Auto da Seca no Nordeste
Galera dessa Faces & Bocas, perdoe-me a singeleza desse ensaio - arremedo, clichê das desventuras do nordeste brasileiro; eu tinha 17 anos e,
assim como muitos da minha geração, me sentia regulado a um Stanislavski:
Narrador - A tinta ainda retrata as pinceladas trêmulas da nossa mão acanhada. Qual mão acanhada não sabe nada, senão bater no ventre, e rir e dar risada.
Coro - Qual mão acanhada não sabe nada, senão bater no ventre, e rir e dar risada.
Narrador – Antônio e Maria me ajudaram... não foi, Antônio?
Antônio – Foi.
Narrador – Não foi, Maria?
Maria – Foi.
Narrador – Foi nada! Eu é que sozinho carreguei as latas d’água.
Maria – Tu és egoísta! De resto, nada sei, mas Antônio é meu homem; não fala dele não.
Narrador – Fala Antônio de Marias, fala homem da enxada. Fala, que a noite não tardas aqui, e adepois é madrugada.
Antônio – Falar o quê, senhor? Eu não sou nada... sou só o alvo de pontaria daqueles que, na emboscada, me usam para hidratar a terra usada.
Maria – É, também não sou nada; não carreguei a lata d’água porque não tinha a água; tinha a lata... Mas os home quer trabalho, moço. Esses daqui não come há seis dias... e os de cá... morreu, Zé?
Zé – Não! Nada, nada nada...
Coro – O Zé não fala nada, ele não é nada, é só uma besteira ousada!
Maria - Virgem, caboclo, que a fome tá preta. Tá esquecida, não; tá aqui dentro guardada (barriga).
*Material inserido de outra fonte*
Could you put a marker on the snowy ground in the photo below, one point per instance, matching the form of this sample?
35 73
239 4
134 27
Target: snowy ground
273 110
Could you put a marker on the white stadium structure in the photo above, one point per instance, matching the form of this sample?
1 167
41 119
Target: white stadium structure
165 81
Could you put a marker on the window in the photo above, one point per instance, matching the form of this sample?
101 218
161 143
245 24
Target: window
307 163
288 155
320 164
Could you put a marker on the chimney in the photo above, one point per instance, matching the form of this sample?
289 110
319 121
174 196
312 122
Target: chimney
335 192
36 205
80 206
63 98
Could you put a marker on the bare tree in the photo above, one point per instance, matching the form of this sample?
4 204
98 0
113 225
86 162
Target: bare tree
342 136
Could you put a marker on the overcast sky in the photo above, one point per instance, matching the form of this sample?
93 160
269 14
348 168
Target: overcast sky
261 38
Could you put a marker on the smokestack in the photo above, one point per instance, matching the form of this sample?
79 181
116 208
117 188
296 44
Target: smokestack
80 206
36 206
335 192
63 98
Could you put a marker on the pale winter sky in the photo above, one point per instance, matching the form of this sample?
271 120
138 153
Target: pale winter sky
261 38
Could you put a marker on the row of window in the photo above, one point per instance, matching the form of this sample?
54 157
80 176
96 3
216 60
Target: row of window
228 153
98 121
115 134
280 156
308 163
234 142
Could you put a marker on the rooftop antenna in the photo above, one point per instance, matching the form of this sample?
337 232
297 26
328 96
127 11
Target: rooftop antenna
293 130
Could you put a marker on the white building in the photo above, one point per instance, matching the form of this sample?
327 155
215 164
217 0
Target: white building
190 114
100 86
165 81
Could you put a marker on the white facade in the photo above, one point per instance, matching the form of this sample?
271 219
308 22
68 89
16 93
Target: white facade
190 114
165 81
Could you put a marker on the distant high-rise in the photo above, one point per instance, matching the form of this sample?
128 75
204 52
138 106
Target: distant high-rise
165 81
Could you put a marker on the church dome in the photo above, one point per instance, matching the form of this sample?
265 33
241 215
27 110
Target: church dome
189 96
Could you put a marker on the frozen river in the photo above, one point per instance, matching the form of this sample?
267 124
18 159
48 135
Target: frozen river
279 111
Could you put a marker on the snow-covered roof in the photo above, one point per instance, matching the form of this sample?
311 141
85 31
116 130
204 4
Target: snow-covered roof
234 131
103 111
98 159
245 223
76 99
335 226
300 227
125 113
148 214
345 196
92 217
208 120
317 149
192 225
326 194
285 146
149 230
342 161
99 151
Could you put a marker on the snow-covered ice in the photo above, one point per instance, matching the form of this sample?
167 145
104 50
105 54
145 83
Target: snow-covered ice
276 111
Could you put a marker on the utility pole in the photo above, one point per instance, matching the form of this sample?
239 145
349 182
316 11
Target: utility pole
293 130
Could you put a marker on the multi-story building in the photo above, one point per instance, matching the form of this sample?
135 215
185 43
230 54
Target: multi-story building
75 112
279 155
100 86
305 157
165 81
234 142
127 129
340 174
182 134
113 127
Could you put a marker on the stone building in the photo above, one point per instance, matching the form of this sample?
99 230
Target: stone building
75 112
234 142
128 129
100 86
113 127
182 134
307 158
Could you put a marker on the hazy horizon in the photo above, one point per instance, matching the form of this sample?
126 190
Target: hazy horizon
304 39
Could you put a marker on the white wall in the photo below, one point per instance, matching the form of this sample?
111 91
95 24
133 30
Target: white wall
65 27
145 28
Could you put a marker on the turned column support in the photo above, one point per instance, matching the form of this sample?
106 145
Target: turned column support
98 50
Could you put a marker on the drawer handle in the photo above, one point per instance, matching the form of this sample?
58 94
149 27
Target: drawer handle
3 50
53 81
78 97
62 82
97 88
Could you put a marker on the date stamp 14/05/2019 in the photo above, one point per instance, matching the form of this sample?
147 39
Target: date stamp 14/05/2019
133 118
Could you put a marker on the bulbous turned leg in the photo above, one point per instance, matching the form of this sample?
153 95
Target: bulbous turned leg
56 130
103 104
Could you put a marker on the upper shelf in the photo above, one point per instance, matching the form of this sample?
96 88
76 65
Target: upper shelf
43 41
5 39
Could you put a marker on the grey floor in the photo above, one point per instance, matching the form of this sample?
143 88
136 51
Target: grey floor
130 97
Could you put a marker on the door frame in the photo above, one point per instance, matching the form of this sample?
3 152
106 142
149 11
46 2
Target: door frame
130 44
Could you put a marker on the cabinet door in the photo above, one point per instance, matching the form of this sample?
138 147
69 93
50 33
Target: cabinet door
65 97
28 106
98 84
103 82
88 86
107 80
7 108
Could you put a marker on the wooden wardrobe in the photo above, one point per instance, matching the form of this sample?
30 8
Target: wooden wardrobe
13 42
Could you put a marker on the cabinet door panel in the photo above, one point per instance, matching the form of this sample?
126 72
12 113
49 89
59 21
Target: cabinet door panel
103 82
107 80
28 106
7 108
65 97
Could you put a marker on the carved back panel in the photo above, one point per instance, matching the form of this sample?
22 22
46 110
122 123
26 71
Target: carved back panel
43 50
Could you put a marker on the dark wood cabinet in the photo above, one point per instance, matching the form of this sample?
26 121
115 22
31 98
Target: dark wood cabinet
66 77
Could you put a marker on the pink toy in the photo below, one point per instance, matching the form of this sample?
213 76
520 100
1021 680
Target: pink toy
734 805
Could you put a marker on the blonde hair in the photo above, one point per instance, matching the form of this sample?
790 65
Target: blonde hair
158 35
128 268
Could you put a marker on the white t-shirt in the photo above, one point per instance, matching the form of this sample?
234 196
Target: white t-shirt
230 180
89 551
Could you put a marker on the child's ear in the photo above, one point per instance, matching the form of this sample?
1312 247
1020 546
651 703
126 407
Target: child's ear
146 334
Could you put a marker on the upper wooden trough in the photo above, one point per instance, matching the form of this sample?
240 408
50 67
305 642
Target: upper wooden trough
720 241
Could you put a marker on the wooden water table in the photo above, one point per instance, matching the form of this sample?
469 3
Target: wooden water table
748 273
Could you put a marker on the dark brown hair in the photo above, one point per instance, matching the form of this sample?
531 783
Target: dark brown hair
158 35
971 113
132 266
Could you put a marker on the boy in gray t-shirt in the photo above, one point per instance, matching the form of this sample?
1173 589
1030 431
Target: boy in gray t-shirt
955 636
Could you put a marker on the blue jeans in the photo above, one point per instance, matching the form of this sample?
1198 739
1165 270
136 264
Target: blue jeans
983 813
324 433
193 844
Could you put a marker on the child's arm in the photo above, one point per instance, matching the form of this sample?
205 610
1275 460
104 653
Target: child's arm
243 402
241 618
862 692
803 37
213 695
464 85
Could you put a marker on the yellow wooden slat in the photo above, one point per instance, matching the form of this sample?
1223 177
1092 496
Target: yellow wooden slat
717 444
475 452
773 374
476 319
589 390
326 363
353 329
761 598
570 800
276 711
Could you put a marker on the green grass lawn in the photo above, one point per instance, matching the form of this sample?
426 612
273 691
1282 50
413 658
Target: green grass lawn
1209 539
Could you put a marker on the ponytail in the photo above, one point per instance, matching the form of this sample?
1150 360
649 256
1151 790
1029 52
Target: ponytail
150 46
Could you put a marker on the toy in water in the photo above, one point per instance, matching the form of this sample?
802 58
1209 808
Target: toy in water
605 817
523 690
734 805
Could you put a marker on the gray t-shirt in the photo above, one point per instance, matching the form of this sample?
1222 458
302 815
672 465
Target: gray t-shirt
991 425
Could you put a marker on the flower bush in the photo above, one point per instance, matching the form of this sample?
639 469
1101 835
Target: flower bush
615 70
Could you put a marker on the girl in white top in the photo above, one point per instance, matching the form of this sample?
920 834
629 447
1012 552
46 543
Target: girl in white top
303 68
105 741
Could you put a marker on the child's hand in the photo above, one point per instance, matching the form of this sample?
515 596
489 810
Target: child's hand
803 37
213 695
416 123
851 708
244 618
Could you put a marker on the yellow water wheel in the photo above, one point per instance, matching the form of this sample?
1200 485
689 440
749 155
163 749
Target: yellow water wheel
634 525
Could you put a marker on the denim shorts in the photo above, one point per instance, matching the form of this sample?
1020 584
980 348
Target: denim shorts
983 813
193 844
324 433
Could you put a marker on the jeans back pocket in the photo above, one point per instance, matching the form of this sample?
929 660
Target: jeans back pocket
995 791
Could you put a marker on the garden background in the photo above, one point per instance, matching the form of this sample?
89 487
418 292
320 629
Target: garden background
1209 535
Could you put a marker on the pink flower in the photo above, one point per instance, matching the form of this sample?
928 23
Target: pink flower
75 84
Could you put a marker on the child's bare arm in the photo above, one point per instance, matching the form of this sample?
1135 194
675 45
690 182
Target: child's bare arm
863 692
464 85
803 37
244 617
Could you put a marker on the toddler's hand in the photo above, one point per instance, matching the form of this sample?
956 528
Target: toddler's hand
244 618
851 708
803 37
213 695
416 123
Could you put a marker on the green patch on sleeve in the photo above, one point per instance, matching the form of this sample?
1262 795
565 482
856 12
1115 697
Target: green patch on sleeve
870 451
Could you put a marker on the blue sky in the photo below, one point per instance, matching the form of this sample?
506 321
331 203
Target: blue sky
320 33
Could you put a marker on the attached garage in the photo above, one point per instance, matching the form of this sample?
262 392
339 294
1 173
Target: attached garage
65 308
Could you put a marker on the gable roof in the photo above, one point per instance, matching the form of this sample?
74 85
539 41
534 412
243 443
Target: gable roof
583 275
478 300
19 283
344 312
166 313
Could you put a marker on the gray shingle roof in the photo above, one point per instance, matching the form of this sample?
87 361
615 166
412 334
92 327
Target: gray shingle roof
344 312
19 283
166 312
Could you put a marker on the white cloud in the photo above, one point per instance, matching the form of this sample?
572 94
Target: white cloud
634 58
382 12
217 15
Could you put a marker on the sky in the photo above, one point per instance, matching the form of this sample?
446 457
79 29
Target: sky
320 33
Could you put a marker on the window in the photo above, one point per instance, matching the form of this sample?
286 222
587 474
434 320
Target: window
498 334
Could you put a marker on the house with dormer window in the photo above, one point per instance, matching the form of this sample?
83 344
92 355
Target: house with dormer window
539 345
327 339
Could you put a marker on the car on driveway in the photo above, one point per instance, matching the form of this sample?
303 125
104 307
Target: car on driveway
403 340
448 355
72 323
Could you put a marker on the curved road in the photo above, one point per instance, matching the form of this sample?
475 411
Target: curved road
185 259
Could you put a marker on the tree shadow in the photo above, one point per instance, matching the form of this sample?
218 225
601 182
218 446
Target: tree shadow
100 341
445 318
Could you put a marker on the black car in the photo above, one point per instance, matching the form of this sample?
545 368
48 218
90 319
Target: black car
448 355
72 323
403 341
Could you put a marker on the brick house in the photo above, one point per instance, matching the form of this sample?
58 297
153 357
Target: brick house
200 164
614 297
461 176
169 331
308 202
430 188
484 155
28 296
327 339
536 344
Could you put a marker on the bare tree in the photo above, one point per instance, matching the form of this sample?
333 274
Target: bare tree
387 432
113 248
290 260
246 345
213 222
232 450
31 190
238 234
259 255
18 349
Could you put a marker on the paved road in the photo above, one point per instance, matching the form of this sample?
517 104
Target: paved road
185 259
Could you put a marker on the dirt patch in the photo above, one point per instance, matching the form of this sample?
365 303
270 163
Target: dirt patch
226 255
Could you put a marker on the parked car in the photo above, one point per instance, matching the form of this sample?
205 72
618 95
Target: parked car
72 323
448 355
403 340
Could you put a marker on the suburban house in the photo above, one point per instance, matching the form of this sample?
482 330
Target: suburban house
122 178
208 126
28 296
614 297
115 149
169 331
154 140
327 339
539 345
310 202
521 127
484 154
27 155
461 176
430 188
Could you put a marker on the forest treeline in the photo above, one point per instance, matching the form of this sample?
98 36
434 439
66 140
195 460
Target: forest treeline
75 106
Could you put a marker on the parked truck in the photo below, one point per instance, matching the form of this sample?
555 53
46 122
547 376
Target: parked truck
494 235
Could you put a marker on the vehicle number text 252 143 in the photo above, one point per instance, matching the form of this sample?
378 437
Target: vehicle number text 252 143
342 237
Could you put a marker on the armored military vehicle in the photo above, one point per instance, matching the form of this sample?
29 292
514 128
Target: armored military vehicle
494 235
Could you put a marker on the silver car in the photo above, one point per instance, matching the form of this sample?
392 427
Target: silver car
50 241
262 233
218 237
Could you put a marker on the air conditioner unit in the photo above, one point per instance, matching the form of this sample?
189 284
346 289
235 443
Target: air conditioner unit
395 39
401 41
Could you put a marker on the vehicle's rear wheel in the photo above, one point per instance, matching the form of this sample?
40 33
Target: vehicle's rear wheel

Narrador – Que posso fazer? Não tenho comida, roupa, nem casa; não sou Lampião nem Coronel, meu negócio é na faca. Sou irmão teu, Maria, de Antônio e de Zé, e dessa gente acanhada. Moro ali, adepois daquela cerca farpada. Lá também não tem água; plantei, não deu; criei, morreu; meus filhos e a minha mulher, cadê? ...
Coro – Cadê, Cadê, cadê? Nada...
Narrador – a minha mulher era a Matilde, lembra? Coitada...
Maria – Lembra, Antônio?
Antônio – Lembro. Coitada...
Zé – Gente! Água, água, água!
Narrador – Gente, Zé vê água?!
Coro – É água da boa. Terra ousada, brotou água!
Narrador – Cadê as latas vazias?
Coro – Vazaram!
Narrador – Cadê a plantação carente?
Coro – Aguarda...
Narrador – Cadê Severino?
Coro – Cadê?
Narrador – Cadê vocês?
Coro – Cadê, Cadê, Cadê; Cadê nós?
Narrador – (Apontando para Zé) – Cá está a semente guardada, que agora, regada e fortalecida, vai reproduzir em outro lugar.
Coro – Vai, homem do mundo, das escolas austeras da vida, vai pregar a tua disciplina que ainda não foi abalada, vai! Aproveita a hora usada, e faz dela a sua arma; e joga fora a outra que machuca e mata. E joga a outra fora que machuca e mata, e joga a outra fora que machuca e mata, e joga fora a outra que machuca e mata.